Explanation: **Explanation:** Acute Angle Closure Glaucoma (AACG) is an ophthalmic emergency characterized by a sudden, precipitous rise in intraocular pressure (IOP) due to total mechanical obstruction of the trabecular meshwork by the peripheral iris. **Why Option C is the Correct Answer:** Glaucomatous cupping is a feature of **chronic** glaucoma. It occurs due to the progressive loss of retinal nerve fiber layer (RNFL) axons over time.

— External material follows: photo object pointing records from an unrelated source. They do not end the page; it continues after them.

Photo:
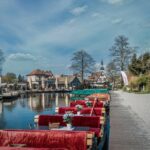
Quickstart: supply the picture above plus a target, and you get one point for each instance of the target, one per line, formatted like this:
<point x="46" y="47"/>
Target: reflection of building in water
<point x="61" y="100"/>
<point x="66" y="100"/>
<point x="39" y="102"/>
<point x="1" y="107"/>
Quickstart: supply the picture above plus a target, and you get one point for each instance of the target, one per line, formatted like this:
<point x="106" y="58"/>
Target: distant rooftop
<point x="39" y="72"/>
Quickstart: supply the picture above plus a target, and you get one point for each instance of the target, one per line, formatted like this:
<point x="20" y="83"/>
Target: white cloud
<point x="96" y="14"/>
<point x="114" y="2"/>
<point x="79" y="10"/>
<point x="117" y="21"/>
<point x="21" y="57"/>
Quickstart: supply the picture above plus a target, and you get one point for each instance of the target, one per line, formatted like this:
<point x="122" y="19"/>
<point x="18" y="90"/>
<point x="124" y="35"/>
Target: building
<point x="39" y="79"/>
<point x="67" y="82"/>
<point x="98" y="79"/>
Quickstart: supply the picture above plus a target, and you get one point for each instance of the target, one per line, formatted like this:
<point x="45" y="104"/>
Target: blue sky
<point x="45" y="33"/>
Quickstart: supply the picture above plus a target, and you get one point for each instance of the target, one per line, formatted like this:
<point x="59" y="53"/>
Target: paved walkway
<point x="127" y="131"/>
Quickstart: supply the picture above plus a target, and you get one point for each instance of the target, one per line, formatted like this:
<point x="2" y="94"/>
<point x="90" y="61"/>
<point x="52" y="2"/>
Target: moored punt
<point x="91" y="118"/>
<point x="51" y="139"/>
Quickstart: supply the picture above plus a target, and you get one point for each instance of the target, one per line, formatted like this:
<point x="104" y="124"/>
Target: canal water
<point x="19" y="113"/>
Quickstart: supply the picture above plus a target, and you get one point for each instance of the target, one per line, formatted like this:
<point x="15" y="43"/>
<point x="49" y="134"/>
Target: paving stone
<point x="126" y="130"/>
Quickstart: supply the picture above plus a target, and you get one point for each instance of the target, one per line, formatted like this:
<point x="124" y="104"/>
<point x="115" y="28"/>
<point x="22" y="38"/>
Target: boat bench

In an **acute** attack, the optic disc is typically **congested, edematous, and hyperemic** due to the sudden mechanical pressure. Permanent cupping does not develop instantly; it requires prolonged exposure to high IOP. **Analysis of Incorrect Options:** * **Option A:** During an acute attack, IOP typically spikes to **60–70 mmHg**, far exceeding the normal range (10–21 mmHg). This causes corneal edema and severe pain. * **Option B:** The clinical presentation includes a "ciliary flush" (redness), excruciating pain (due to trigeminal nerve stimulation), and tenderness of the globe. * **Option C:** Primary Angle Closure is a **bilateral anatomical predisposition**. The "fellow eye" almost always has a shallow anterior chamber and a narrow angle, putting it at high risk for a future attack. **Clinical Pearls for NEET-PG:** * **Classic Sign:** Vertically oval, semi-dilated, non-reactive pupil. * **Symptoms:** Halos around lights (due to corneal edema), nausea, and vomiting (often misdiagnosed as an abdominal emergency). * **Immediate Management:** IV Mannitol, Acetazolamide, and topical beta-blockers to lower IOP. * **Definitive Treatment:** Laser Peripheral Iridotomy (LPI) for **both** the affected and the fellow eye (prophylactic).